Tokyo shares may enjoy a rebound from this week's losses as the yen stabilises and investor fears potentially ease next week over debt woes in Europe and the United States, analysts said Friday. Shares felt the impact of the eurozone crisis and downgrade threats looming over US debt this week prompting the rise of the safe-haven yen versus the euro and dollar.
The strong yen deflated sentiment that had recently been lifted by signs of a faster than expected post-quake recovery, dealers said. But Tsuyoshi Nomaguchi, Daiwa Securities strategist, noted that the Nikkei index may head back towards the 11,000 level "if external factors such as the debt problems in Europe and a high yen calm down."
On Friday Italy was near the finishing line in racing to slash benefits and pensions with a 48-billion-euro ($68-billion) austerity budget to firefight the eurozone debt crisis lapping at its shores.
Leaders of the 17-nation euro area meanwhile are scrambling to resolve divisions over a new bailout for Greece and lay the ground work for a debt crisis summit that could take place as soon as Monday, officials said.
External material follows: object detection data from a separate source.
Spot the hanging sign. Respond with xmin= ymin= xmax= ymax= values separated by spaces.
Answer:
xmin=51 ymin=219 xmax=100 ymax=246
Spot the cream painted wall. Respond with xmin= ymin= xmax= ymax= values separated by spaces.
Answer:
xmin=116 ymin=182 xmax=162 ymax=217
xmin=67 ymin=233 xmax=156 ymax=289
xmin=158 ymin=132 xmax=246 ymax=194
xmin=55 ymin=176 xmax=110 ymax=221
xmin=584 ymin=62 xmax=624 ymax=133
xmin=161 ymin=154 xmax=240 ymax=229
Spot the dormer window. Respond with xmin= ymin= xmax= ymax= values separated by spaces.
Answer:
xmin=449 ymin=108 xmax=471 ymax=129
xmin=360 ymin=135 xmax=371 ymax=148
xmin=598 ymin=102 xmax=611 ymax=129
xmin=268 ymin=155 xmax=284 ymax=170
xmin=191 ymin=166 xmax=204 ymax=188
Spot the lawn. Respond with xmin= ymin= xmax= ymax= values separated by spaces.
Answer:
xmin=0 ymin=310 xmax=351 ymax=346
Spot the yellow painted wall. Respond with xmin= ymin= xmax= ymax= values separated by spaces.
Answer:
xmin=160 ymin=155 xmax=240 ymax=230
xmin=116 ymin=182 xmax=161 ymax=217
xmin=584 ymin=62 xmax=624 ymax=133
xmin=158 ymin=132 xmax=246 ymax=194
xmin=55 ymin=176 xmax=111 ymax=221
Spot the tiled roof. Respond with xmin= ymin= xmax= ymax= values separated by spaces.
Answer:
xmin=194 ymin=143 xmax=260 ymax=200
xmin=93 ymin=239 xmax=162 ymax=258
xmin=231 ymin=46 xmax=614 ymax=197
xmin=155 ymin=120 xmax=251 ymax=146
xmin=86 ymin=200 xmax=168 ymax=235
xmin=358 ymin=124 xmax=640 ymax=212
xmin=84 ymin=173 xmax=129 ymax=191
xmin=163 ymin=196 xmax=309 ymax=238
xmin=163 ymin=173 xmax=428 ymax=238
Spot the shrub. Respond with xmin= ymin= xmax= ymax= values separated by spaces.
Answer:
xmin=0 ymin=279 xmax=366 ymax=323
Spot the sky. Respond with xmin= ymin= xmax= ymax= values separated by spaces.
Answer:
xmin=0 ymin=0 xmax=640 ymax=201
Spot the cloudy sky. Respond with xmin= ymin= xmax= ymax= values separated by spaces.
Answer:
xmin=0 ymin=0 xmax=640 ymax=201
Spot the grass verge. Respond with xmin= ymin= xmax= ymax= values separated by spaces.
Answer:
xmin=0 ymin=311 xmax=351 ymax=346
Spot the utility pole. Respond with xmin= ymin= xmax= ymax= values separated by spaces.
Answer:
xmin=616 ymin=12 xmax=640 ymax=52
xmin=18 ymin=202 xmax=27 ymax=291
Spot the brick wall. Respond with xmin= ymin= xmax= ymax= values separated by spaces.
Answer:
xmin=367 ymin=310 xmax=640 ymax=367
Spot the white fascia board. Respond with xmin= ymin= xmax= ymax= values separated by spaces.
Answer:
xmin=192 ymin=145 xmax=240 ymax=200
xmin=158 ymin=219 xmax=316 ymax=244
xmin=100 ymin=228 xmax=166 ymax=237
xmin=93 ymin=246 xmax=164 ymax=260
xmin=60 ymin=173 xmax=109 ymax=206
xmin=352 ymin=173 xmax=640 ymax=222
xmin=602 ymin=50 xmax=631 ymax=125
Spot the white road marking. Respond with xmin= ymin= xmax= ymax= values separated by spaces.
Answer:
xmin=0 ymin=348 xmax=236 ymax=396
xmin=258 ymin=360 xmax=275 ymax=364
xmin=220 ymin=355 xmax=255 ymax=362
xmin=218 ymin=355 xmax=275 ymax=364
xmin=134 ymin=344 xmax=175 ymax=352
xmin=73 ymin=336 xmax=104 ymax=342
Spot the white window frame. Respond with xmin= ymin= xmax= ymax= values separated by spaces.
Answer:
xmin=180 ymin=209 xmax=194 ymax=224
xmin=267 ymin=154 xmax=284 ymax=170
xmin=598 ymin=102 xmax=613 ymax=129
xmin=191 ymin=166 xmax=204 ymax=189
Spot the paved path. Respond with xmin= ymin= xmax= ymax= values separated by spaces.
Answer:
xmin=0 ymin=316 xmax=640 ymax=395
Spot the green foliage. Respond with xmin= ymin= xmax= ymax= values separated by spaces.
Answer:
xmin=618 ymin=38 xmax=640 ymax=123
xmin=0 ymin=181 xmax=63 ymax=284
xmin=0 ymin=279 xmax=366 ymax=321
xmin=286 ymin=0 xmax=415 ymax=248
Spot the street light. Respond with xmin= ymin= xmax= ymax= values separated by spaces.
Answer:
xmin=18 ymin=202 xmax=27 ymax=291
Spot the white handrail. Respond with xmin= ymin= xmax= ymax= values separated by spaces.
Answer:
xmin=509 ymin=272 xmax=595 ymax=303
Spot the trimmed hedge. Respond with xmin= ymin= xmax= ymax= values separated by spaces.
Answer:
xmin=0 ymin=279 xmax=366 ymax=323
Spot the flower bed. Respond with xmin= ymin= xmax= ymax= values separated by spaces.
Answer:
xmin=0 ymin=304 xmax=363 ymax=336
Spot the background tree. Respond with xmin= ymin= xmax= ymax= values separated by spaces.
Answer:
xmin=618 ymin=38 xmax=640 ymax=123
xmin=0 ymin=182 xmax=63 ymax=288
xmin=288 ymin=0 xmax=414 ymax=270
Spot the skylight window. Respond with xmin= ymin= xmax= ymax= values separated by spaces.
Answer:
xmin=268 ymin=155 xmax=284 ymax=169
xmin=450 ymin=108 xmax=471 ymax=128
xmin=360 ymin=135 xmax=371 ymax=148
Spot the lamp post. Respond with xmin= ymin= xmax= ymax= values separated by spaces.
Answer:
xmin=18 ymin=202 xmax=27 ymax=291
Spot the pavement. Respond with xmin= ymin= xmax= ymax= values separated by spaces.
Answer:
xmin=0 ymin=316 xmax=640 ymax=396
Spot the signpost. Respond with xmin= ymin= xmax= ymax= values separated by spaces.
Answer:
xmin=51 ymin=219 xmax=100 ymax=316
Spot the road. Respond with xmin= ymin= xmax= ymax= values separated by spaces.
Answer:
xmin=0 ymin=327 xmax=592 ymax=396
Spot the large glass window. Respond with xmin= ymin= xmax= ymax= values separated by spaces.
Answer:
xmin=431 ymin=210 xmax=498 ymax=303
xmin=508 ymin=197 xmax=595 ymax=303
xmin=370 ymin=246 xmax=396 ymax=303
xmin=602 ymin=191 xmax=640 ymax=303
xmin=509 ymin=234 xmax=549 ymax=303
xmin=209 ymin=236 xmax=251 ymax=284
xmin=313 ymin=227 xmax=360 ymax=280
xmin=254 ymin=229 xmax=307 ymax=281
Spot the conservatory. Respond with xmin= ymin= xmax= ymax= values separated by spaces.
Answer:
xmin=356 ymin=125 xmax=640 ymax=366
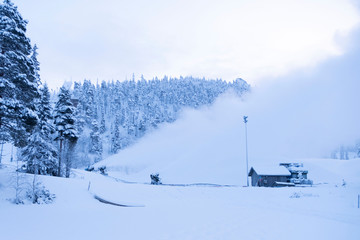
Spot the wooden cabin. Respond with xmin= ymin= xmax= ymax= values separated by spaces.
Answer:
xmin=248 ymin=166 xmax=294 ymax=187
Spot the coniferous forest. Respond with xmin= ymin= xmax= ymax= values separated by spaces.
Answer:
xmin=67 ymin=77 xmax=250 ymax=169
xmin=0 ymin=0 xmax=250 ymax=177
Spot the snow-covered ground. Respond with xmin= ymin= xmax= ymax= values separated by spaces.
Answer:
xmin=0 ymin=159 xmax=360 ymax=239
xmin=0 ymin=93 xmax=360 ymax=240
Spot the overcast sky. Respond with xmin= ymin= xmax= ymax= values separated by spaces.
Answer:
xmin=13 ymin=0 xmax=360 ymax=88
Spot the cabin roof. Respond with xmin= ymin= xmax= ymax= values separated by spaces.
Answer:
xmin=249 ymin=165 xmax=291 ymax=176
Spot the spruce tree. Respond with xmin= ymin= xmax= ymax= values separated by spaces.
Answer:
xmin=54 ymin=87 xmax=78 ymax=177
xmin=89 ymin=120 xmax=103 ymax=162
xmin=21 ymin=84 xmax=57 ymax=176
xmin=0 ymin=0 xmax=39 ymax=147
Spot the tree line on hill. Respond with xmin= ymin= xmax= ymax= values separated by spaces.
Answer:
xmin=0 ymin=0 xmax=250 ymax=177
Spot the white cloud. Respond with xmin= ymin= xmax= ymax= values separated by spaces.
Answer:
xmin=14 ymin=0 xmax=360 ymax=88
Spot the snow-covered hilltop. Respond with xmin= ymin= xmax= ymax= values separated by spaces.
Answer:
xmin=72 ymin=77 xmax=250 ymax=167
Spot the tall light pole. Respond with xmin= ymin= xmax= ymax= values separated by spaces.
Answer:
xmin=244 ymin=116 xmax=249 ymax=186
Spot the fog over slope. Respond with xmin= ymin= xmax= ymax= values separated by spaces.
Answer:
xmin=97 ymin=28 xmax=360 ymax=184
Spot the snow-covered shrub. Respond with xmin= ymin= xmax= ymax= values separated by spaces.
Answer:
xmin=85 ymin=166 xmax=95 ymax=172
xmin=26 ymin=183 xmax=56 ymax=204
xmin=98 ymin=166 xmax=107 ymax=176
xmin=290 ymin=192 xmax=302 ymax=198
xmin=150 ymin=173 xmax=162 ymax=185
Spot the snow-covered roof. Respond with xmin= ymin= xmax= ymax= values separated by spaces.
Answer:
xmin=288 ymin=167 xmax=308 ymax=173
xmin=249 ymin=165 xmax=291 ymax=176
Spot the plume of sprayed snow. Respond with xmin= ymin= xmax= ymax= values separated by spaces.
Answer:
xmin=98 ymin=29 xmax=360 ymax=185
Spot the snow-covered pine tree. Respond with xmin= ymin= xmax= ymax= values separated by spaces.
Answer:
xmin=0 ymin=0 xmax=39 ymax=147
xmin=54 ymin=87 xmax=78 ymax=177
xmin=89 ymin=120 xmax=103 ymax=162
xmin=21 ymin=84 xmax=57 ymax=176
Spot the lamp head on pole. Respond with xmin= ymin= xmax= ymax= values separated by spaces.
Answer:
xmin=244 ymin=116 xmax=248 ymax=123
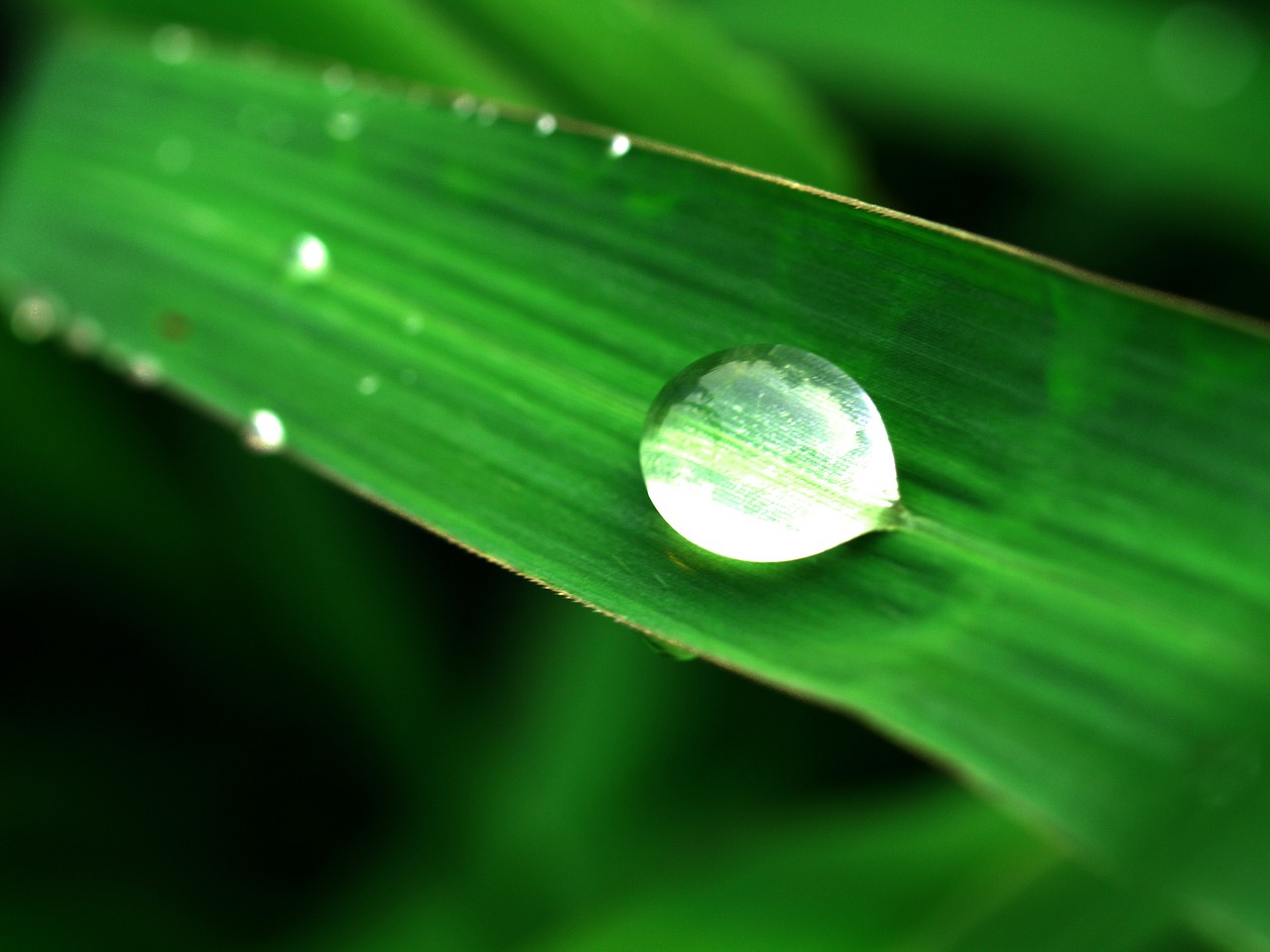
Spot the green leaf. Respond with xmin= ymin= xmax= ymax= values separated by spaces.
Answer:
xmin=0 ymin=26 xmax=1270 ymax=948
xmin=696 ymin=0 xmax=1270 ymax=239
xmin=46 ymin=0 xmax=863 ymax=191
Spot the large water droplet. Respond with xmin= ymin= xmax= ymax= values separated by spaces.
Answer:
xmin=640 ymin=344 xmax=899 ymax=562
xmin=242 ymin=410 xmax=287 ymax=453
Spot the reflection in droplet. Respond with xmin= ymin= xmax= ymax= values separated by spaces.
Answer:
xmin=155 ymin=136 xmax=194 ymax=176
xmin=321 ymin=62 xmax=353 ymax=95
xmin=242 ymin=410 xmax=287 ymax=453
xmin=66 ymin=316 xmax=104 ymax=357
xmin=150 ymin=23 xmax=194 ymax=66
xmin=128 ymin=354 xmax=163 ymax=387
xmin=608 ymin=135 xmax=631 ymax=159
xmin=1151 ymin=3 xmax=1261 ymax=109
xmin=640 ymin=344 xmax=899 ymax=562
xmin=287 ymin=235 xmax=330 ymax=281
xmin=326 ymin=109 xmax=362 ymax=142
xmin=9 ymin=295 xmax=60 ymax=344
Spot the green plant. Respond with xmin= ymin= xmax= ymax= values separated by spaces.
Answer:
xmin=0 ymin=0 xmax=1270 ymax=949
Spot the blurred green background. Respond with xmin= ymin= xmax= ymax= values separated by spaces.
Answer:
xmin=0 ymin=0 xmax=1270 ymax=952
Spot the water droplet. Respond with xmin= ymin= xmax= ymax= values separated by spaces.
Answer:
xmin=287 ymin=235 xmax=330 ymax=281
xmin=608 ymin=135 xmax=631 ymax=159
xmin=128 ymin=354 xmax=163 ymax=387
xmin=150 ymin=23 xmax=194 ymax=66
xmin=1151 ymin=3 xmax=1261 ymax=109
xmin=155 ymin=137 xmax=194 ymax=176
xmin=326 ymin=109 xmax=362 ymax=142
xmin=643 ymin=635 xmax=698 ymax=661
xmin=66 ymin=316 xmax=105 ymax=357
xmin=242 ymin=410 xmax=287 ymax=453
xmin=9 ymin=295 xmax=61 ymax=344
xmin=640 ymin=344 xmax=899 ymax=562
xmin=321 ymin=62 xmax=353 ymax=95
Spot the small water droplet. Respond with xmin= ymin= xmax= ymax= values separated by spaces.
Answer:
xmin=155 ymin=136 xmax=194 ymax=176
xmin=1151 ymin=3 xmax=1261 ymax=109
xmin=242 ymin=410 xmax=287 ymax=453
xmin=128 ymin=354 xmax=163 ymax=387
xmin=326 ymin=109 xmax=362 ymax=142
xmin=150 ymin=23 xmax=194 ymax=66
xmin=321 ymin=62 xmax=353 ymax=95
xmin=66 ymin=314 xmax=105 ymax=357
xmin=9 ymin=295 xmax=61 ymax=344
xmin=640 ymin=344 xmax=899 ymax=562
xmin=287 ymin=235 xmax=330 ymax=281
xmin=608 ymin=135 xmax=631 ymax=159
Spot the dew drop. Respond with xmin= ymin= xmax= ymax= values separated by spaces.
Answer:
xmin=150 ymin=23 xmax=194 ymax=66
xmin=127 ymin=354 xmax=163 ymax=387
xmin=640 ymin=344 xmax=899 ymax=562
xmin=287 ymin=235 xmax=330 ymax=281
xmin=155 ymin=136 xmax=194 ymax=176
xmin=321 ymin=62 xmax=353 ymax=95
xmin=242 ymin=410 xmax=287 ymax=453
xmin=326 ymin=109 xmax=362 ymax=142
xmin=608 ymin=135 xmax=631 ymax=159
xmin=66 ymin=316 xmax=105 ymax=357
xmin=9 ymin=295 xmax=61 ymax=344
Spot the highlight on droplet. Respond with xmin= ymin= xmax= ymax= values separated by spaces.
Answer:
xmin=287 ymin=234 xmax=330 ymax=281
xmin=242 ymin=410 xmax=287 ymax=453
xmin=640 ymin=344 xmax=899 ymax=562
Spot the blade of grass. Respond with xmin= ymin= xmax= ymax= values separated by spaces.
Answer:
xmin=37 ymin=0 xmax=863 ymax=191
xmin=0 ymin=26 xmax=1270 ymax=948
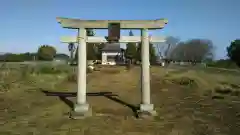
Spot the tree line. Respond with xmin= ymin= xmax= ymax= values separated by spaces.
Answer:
xmin=0 ymin=29 xmax=240 ymax=66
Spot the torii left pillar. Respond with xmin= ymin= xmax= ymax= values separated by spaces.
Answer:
xmin=71 ymin=28 xmax=92 ymax=119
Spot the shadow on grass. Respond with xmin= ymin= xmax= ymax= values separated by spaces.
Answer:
xmin=41 ymin=90 xmax=139 ymax=117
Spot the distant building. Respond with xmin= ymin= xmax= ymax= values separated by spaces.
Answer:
xmin=102 ymin=43 xmax=124 ymax=65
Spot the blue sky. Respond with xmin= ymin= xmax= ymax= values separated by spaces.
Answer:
xmin=0 ymin=0 xmax=240 ymax=59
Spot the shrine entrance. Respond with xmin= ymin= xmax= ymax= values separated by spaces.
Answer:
xmin=57 ymin=17 xmax=168 ymax=118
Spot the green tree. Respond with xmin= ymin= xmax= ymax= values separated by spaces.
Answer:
xmin=227 ymin=39 xmax=240 ymax=66
xmin=37 ymin=45 xmax=57 ymax=61
xmin=136 ymin=43 xmax=157 ymax=63
xmin=125 ymin=31 xmax=137 ymax=63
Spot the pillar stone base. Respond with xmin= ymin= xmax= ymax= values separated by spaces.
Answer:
xmin=70 ymin=103 xmax=92 ymax=119
xmin=138 ymin=104 xmax=157 ymax=118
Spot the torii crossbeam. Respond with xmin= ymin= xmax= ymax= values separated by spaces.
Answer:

In the week to July 15, the benchmark Nikkei index at the Tokyo Stock Exchange slipped 1.61 percent or 163.26 points to 9,974.47, reversing a 2.73 percent gain earned the previous week.
But the broader Topix index of all first section shares lost 1.71 percent or 14.98 points to 859.36. The renewed worries over the Greek debt crisis and its possible spread to larger economies, such as Italy and Spain, pulled down European and US markets this week, weighing on Japanese shares.
Meanwhile ratings agencies threatened to downgrade US debt as the White House and Republican opponents remained at odds over a long-term plan to slash the huge US deficit. The country faces a risk of default if it fails to raise its $14.3 trillion debt ceiling by August 2.
Investors sold the euro and the dollar in favour of the yen, whose appreciation hurts Japanese exporters by making their products more expensive overseas and by reducing the value of their foreign revenues.
But the Nikkei and Topix held steady for the rest of the week, despite the steady surge of the Japanese currency to 79.20 yen to the dollar on Friday from 81.28 yen a week earlier. The indexes ended the trading week in positive territory, with Nikkei enjoying a 0.39 percent rise on Friday while the Topix added 0.29 percent.
Nomaguchi said investors are waiting for Japan's trade data, to be released on Thursday which might show a pickup in exports, thanks to supply chain recovery following massive disruption from the March earthquake and tsunami. US housing market data should also show improvement and could also buoy the US and Japanese markets, Nomaguchi added.